Je me sentais coupable de me sentir désolé pour moi-même. Et plutôt que de me concentrer sur ce que je pourrais faire si j’étais aux États-Unis. Je me suis concentré sur ce que je pouvais faire pour aider ces personnes au Belize avec l’accès que j’ai. Je n’étais pas une personne ordinaire, et je l’accepte. J’étais multimillionnaire, j’avais accès au premier ministre et j’avais accès à d’autres ministres. Mais je n’étais pas intéressé à utiliser cet accès pour devenir un riche homme d’affaires. Je voulais utiliser mon accès pour faire pression en faveur d’une politique qui améliorerait la vie du peuple bélizien de toutes les manières. Et j’ai réalisé en 2013 que, plutôt que de pousser ces personnes à mettre en œuvre des politiques, je devais être le décideur des politiques.
Devenir le chef de l’opposition à la Chambre des représentants n’est pas quelque chose que j’ai l’intention de faire, nécessairement. J’étais whip en chef avant d’être chef de l’opposition. Mais quand il y a un vide dans le leadership — comme ce fut le cas récemment, où l’ancien chef de l’opposition a perdu la confiance de la majorité des députés à la Chambre et du parti — je suis prêt à intervenir. Si mes collègues veulent que je sois le chef du parti et que je nous emmène aux prochaines élections générales, c’est ce que je ferai. S’ils veulent que je soutienne quelqu’un d’autre en qui nous avons tous confiance, c’est ce que je ferai. Je crois que la démocratie consiste à inspirer les gens à vous suivre, et celui qui peut inspirer les gens est la personne que je suis prêt à soutenir. Si cette personne est moi, je suis prêt, je suis toujours prêt. Mais je n’avais pas de plan directeur pour me faire élire il y a un an et ensuite prendre la relève.
Pourquoi pensez-vous que le Belize serait mieux loti avec l’UDP au pouvoir? Votre parti est le plus conservateur, n’est-ce pas ?

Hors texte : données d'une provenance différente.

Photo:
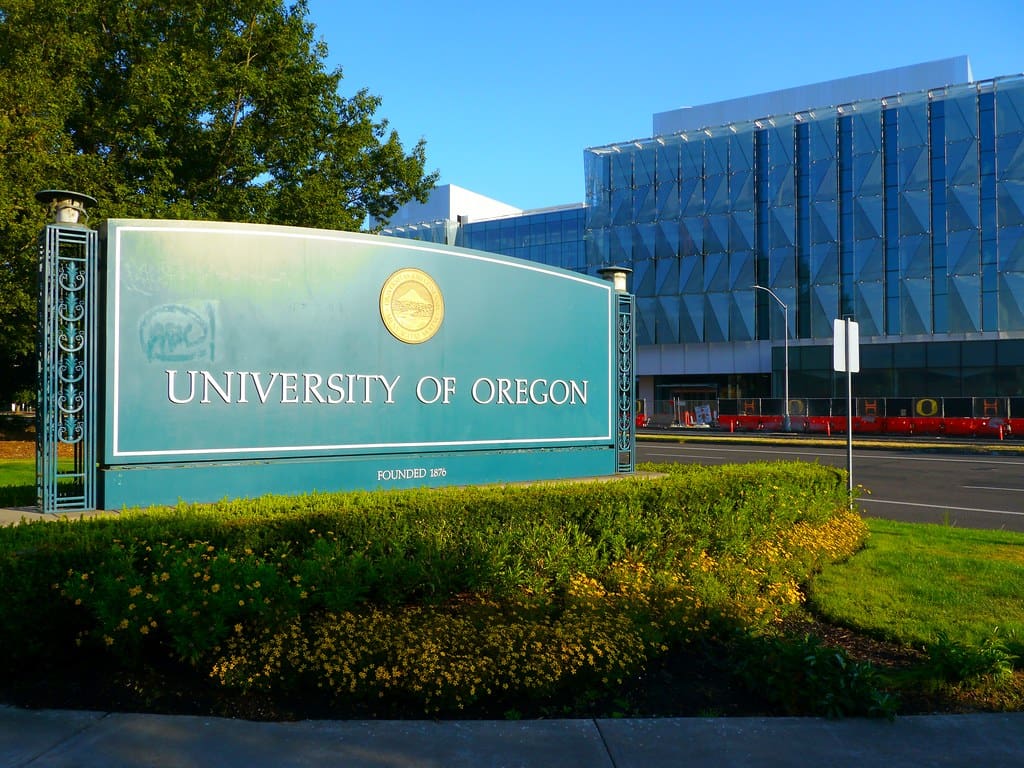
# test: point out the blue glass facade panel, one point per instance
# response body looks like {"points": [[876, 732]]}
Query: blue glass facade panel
{"points": [[905, 213]]}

Nous sommes censés être conservateurs, mais j’essaie d’être modéré. Je suis très favorable au développement social, au développement humain et je crois que c’est la responsabilité du gouvernement. Je crois que la responsabilité du gouvernement est de créer un environnement sain pour que les entreprises prospèrent.

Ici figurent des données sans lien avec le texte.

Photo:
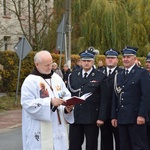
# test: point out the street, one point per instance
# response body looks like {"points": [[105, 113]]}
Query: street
{"points": [[11, 139]]}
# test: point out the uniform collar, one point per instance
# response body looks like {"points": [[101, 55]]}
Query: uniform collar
{"points": [[129, 69], [86, 72]]}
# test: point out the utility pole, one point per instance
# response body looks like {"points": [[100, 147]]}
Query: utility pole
{"points": [[68, 30]]}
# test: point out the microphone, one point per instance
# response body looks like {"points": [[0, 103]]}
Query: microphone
{"points": [[61, 95]]}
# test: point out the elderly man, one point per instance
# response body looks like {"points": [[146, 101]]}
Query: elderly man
{"points": [[107, 131], [43, 128], [93, 112], [131, 102]]}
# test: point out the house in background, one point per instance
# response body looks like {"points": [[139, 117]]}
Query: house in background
{"points": [[21, 17]]}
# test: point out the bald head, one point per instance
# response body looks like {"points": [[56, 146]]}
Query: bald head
{"points": [[42, 55], [43, 61]]}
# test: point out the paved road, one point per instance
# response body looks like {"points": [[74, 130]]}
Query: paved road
{"points": [[11, 139]]}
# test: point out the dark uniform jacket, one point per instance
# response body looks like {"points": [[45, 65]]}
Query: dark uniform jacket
{"points": [[110, 81], [95, 107], [132, 98]]}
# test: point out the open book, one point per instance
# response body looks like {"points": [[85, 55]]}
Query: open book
{"points": [[77, 100]]}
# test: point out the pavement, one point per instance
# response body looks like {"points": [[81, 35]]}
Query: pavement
{"points": [[10, 119]]}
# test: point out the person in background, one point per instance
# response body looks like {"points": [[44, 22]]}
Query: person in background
{"points": [[107, 131], [148, 63], [66, 71], [100, 65], [57, 70], [77, 67], [130, 103], [92, 113], [43, 127], [148, 124]]}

En ce qui concerne les deux partis, le Parti Uni du Peuple a promis au Peuple bélizien tout ce que le Parti démocratique uni a promis au peuple bélizien — il n’y a pas eu beaucoup de différence de politique, mais il s’agit de savoir qui a livré. Certes, je suis partial, mais le Parti démocratique uni a été celui qui a tenu ses promesses, plus que le Parti uni du Peuple.

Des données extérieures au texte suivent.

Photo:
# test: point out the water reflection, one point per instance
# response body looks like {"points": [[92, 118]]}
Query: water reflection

Ma politique est de faire en sorte que nous développions la nation: Plus le peuple est grand, plus la richesse de la nation est grande. Il est important pour nous d’éduquer nos gens, d’élever nos gens, de former nos gens. Je vois beaucoup trop souvent que les riches continuent de s’enrichir, les pauvres continuent de s’appauvrir et que la classe ouvrière, à cause du COVID-19, a été complètement érodée. On doit régler ça. Il faut un état d’esprit qui ne consiste pas à donner des contrats à des amis et des copains et à enrichir votre famille et vous-même, mais à s’assurer que les gens s’enrichissent.